I've had EE pre-paid sims for the last two years, but jumped to Three because it was 20GB data over 24 months and thought it would be nice not to have it run out in a year with unused data for a change.

The EE sims always showed "LTE 4G" in my local areas. The Three sim is permanently showing "3G", even in the centre of Chester which is a really strong 4G area.

I popped into the Three store in town today and the staff (though very helpful) didn't really have any ideas on how to get it to work. They gave me the number for their PAYG support team which I'll try this week.

As most have mentioned, 3G coverage seems good enough for traffic info, but I occasionally need the car's hotspot capability and 3G is a pain for browsing.

I'll report back with any news.


----------



## ChadW (May 2, 2003)

Just noticed today mine is saying LTE again. Not sure whether it is linked but the system seemed to restart itself the other day as the map display reverted back to normal and I had to re select Google view again.

Perhaps this ensured the correct signal speed for the Data module?

Either that or the clear blue sky weather is helping. :?


----------



## Number86 (Oct 20, 2017)

Has anyone had experience of the car requesting a sim card, even when you know it's in there. A click in and out sorts it, but it happens occasionally. Additionally, where does the data cable connect into, if the sim is down?


----------



## Greyscale (Sep 7, 2017)

I recently bought one of the data sims, however after a month it's had rinsed it! I don't use it for anything special! Does anyone know why?

Sent from my iPhone using Tapatalk


----------



## pcbbc (Sep 4, 2009)

Greyscale said:


> I recently bought one of the data sims, however after a month it's had rinsed it! I don't use it for anything special! Does anyone know why?
> 
> Sent from my iPhone using Tapatalk


Assuming you did in fact purchase the 12 month PAYG SIM, and not just a single month...

Do you have a phone or other mobile device paired with the car WiFi? If so it will most likely be using the cars WiFi over its own internal SIMs data plan.

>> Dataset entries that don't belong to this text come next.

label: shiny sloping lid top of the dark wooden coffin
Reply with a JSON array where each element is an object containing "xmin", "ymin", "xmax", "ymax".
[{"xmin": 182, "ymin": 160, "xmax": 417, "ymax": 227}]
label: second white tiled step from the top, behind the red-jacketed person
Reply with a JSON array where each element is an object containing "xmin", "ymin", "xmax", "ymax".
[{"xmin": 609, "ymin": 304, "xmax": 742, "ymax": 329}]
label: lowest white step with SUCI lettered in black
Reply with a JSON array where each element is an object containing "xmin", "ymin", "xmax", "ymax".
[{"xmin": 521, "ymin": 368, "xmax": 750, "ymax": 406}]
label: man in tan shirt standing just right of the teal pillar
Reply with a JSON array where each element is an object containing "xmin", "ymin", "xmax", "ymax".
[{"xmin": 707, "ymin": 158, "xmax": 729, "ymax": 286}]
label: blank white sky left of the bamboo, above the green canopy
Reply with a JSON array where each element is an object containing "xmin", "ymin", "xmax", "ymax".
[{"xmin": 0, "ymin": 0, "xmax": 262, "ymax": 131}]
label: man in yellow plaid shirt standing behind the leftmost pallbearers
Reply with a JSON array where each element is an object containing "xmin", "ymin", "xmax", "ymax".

So if you are streaming music, or possibly also making calls from phones that support WiFi calling, then you will be using the cars data allowance.

There is an option in the MMI setup menus to prohibit use of the car SIM connection from being shared with WiFi devices (and only allow its use by MMI apps).


----------



## ZephyR2 (Feb 20, 2013)

Seems to be a common problem but reading that made me think of something.
The iPhone, and probably most phones, will only carry out certain data heavy functions when connected to WiFi. When your phone connects to your car's SIM it sees it as a WiFi just like your home WiFi. So might start downloading the latest IOS update or syncing files with your cloud server etc. Mine will use the car SIM for WiFi Calling when connected, I don't know if that uses much data.


----------



## digital_dreamer (Aug 28, 2011)

Correct the iphone will pull down a lot of data in the background esp when plugged in.

It auto updates the applications on the phone unless you change the settings. This can eat over a gig of data.


----------



## Dino_Donis (Apr 19, 2004)

My 12GB 12 month data sim just expired as it had been in my car for 1 year, I checked how much data had been used and it was under 3 GB, I use sat nav with traffic info regularly, a bit of internet radio and other services and my phone connects to it when I'm in the car. I used 2 android phones in that time Galaxy s7 Edge then an S9....

I assume that the data sim is a 12 month one? most are not.....


----------



## Gh0sty (Sep 7, 2017)

Greyscale said:


> I recently bought one of the data sims, however after a month it's had rinsed it! I don't use it for anything special! Does anyone know why?
> 
> Sent from my iPhone using Tapatalk


Check out the topic I posted on it - I did 24gb in 2 months! It's definiately the phone doing something updating in the background, and if it's using your data to make and take calls.

I now connect my phone via bluetooth not on the wifi - I obviously dont need it connected while driving!


----------